16. This is precisely what the "Resilience Package" seeks to do - saving jobs,
building new infrastructure like a national high speed broadband network, re-
training our workers through SPUR and investing in R&D and education.

Not breaking the piggy bank

17. In tackling this recession, we have taken the unprecedented step of

seeking the Presidents approval to use a small portion of past reserves. A
former Ambassador to Singapore, knowing how carefully we protected our


reserves, teased me recently that we were finally "breaking the piggy bank!" I
promptly corrected him. To break the piggy bank is to allow all the notes and
coins to spill out, with no controls over how much is spent. We are not doing
that. Our reserves must continue to be protected. In this instance, before
approaching the President, the Minister for Finance had first to convince the
Prime Minister. They then had to convince the Cabinet. After that, the
Government had to convince the President to use his second key to unlock the
safe. Not only that. The Government had also to convince the Council of
Presidential Advisers. So you can see that the procedure is stringent and many
minds are brought to bear on the use of reserves before approval is given.

18. We must continue to exercise great discipline and not dip into our
reserves at the first sign of difficulties. We should tap it only as a last resort and
when there are compelling reasons. Hence, I am in favour of putting up three
"No" signs even as we draw on our reserves in this recession. First, no use of the
reserves to support social assistance programmes. As a general principle, the
Government must continue to fund such programmes out of revenues raised in
the current term of government, not past reserves. Second, no draw for
permanent programmes. Permanent programmes like Workfare and ComCare,
no matter how meritorious, should be funded by current revenues and reserves.
Third, no draw except under dire circumstances when one-off extraordinary
measures are required to ward off catastrophe or prevent irreparable damage to
the economy.

19. When this economic recession is over, we must continue our policy of
growing our reserves by living within our means and running a modest budget
surplus. As the present situation shows, our reserves are the best insurance for
our own and our childrens future. Use them wisely and sparingly. Never break
the piggy bank.


20. Let me now conclude. While the outlook for this year may be uncertain,
I am confident we have prescribed the right measures. The Year of the Ox may
have coincided with the previous recessions of 1997 and 1985 but the Ox has
shown its ability to survive them. It possesses traits such as dependability, hard
work and endurance. These are the traits which have seen us through past
recessions, and will be indispensable in this time of uncertainty. If we work
together and support each other, we will emerge from this stronger than before.
This was what happened in previous crises and this time will be no different. In
6 to 9 months time, we will know whether President Obama can turn the US
economy around. When the US economy recovers, we will bounce right back.

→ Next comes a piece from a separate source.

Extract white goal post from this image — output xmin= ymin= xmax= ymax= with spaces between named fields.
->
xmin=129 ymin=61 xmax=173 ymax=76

21. And we will bounce back to a very different Singapore. In 3 to 5 years

time, many development projects which we have started will be completed.
Take a stroll along Marina Bay then. You will be astounded by the beauty of our
new skyline, the new botanic gardens and the glittering lights at night. Or jog
along the park connectors and the waterways. Or go to the old HDB estates
which have been upgraded to look like new, with lifts stopping at every floor. It
will be a revitalised, vibrant and beautiful Singapore which all of us have a hand
in building.

22. I wish all of you good health and much cheer in the Year of the Ox.